Jenny tertawa lagi, kali ini lebih keras. "Mama masih cantik dan muda. Siapa istri Papa? Mana mungkin bisa mengalahkan Mama," katanya dengan bangga, wajahnya berseri-seri seolah dirinya adalah pusat dunia.
Sementara itu, Pinky yang tidak jauh dari meja tersebut tanpa sengaja mendengar percakapan mereka. Tangannya yang memegang nampan tiba-tiba gemetar. Matanya melirik ke arah pintu restoran, dan hatinya mencelos ketika melihat seorang pria paruh baya melangkah masuk. Itu adalah ayahnya—pria yang seharusnya menjadi pelindungnya, namun justru memilih keluarga lain.
"Dia juga muncul di sini?" gumam Pinky pelan, suaranya bergetar.

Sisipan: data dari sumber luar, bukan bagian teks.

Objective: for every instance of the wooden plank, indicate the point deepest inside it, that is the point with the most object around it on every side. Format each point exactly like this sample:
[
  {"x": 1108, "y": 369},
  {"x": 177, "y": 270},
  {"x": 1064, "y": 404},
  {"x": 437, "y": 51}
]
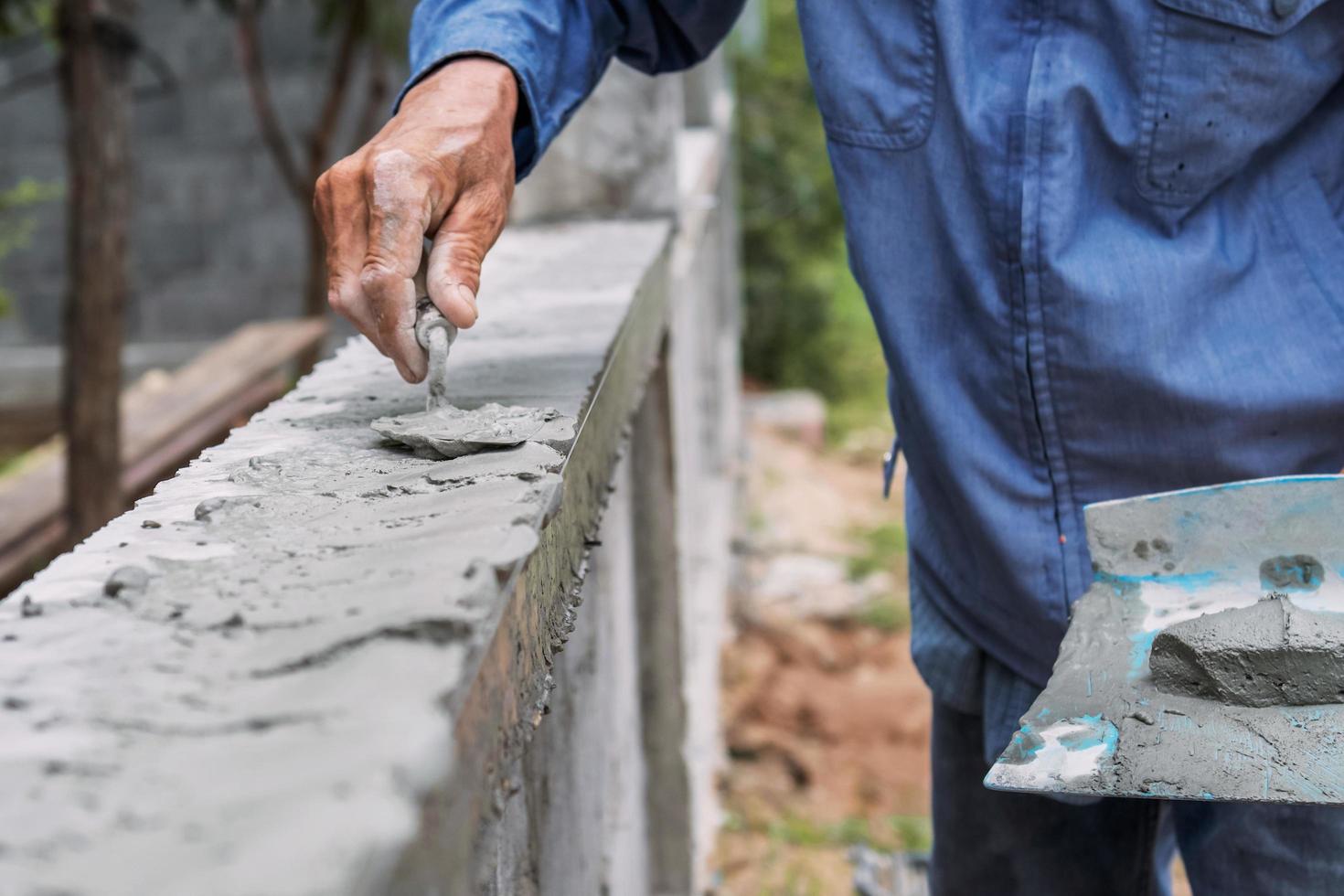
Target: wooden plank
[
  {"x": 17, "y": 559},
  {"x": 155, "y": 412}
]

Matanya mengikuti gerak ayahnya yang dengan santai berjalan menuju meja wanita itu. Senyuman hangat menyambutnya, seolah mereka adalah keluarga bahagia.
Pinky menggigit bibirnya, berusaha menahan emosi yang mendidih di dadanya. "Ternyata selingkuhan dan anak murahan," pikirnya dengan getir, kepedihan yang telah lama dia pendam kini kembali menyeruak.